Is this worth watching today? Only if you have five minutes to spare and a deep love for dusty, scratchy pieces of film history. Animation buffs will dig it, but anyone expecting actual logic or Disney-level charm will probably hate it and turn it off in thirty seconds. 🦜
So, this is Paco Perico en Premier. It’s widely considered one of the very first animations to ever come out of Mexico, made by a guy named Alfonso Vergara Andrade.
The plot is... well, it is barely a plot. A little bird named Paco Perico walks into a saloon, and then some weirdly aggressive guy starts trying to torture him.
That is literally the whole movie. It just starts and then it ends.
The bird itself looks incredibly strange. He walks with this jerky, awkward bounce that makes him look less like a parrot and more like a broken wind-up toy.
And the bad guy? He has this giant mustache that seems to have a life of its own.
At one point, he grabs Paco, and the animation gets so chaotic you can't really tell who is hitting who. It has that same frantic, slightly exhausting energy you find in other early cartoon oddities, like The Chicken Parade, where things just happen without any real setup.
Honestly, the physical comedy is so rough it reminds me of Accidental Accidents. It’s just pure, unfiltered slapstick from an era where people were still figuring out how to make drawings move on a screen.
The background is super simple, almost like it was drawn on a napkin right before they started shooting. You can actually see the pencil lines trembling in the corner of the frame.

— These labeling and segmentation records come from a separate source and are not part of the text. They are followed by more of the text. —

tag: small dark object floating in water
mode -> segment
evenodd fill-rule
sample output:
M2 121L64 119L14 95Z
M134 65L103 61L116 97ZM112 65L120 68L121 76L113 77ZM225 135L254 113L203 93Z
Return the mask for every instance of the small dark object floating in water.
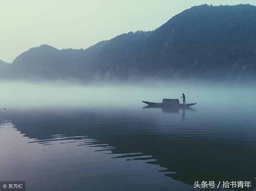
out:
M186 104L186 105L184 104L180 104L178 99L164 98L162 103L155 103L154 102L149 102L146 101L142 101L142 102L151 106L175 107L180 108L186 108L196 104L196 103L188 103Z

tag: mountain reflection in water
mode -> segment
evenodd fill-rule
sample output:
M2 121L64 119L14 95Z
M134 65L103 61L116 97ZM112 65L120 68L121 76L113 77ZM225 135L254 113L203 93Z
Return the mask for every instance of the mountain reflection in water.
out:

I kind of love that raw, imperfect feel. It makes you realize how hard it was to make anything move back then, even a bad guy shaking a cartoon bird. 😅
There is this one shot where the bad guy looks directly at the camera with this manic grin. It goes on for about three seconds too long and it is honestly a little creepy.
Why is he so mad at the bird anyway? The movie never tells us.
He just really, really hates this bird.
Don't expect a masterpiece here. It's a rough, scratchy little relic from 1935.
But if you want to see where Mexican animation took its very first baby steps, it is absolutely worth a quick look.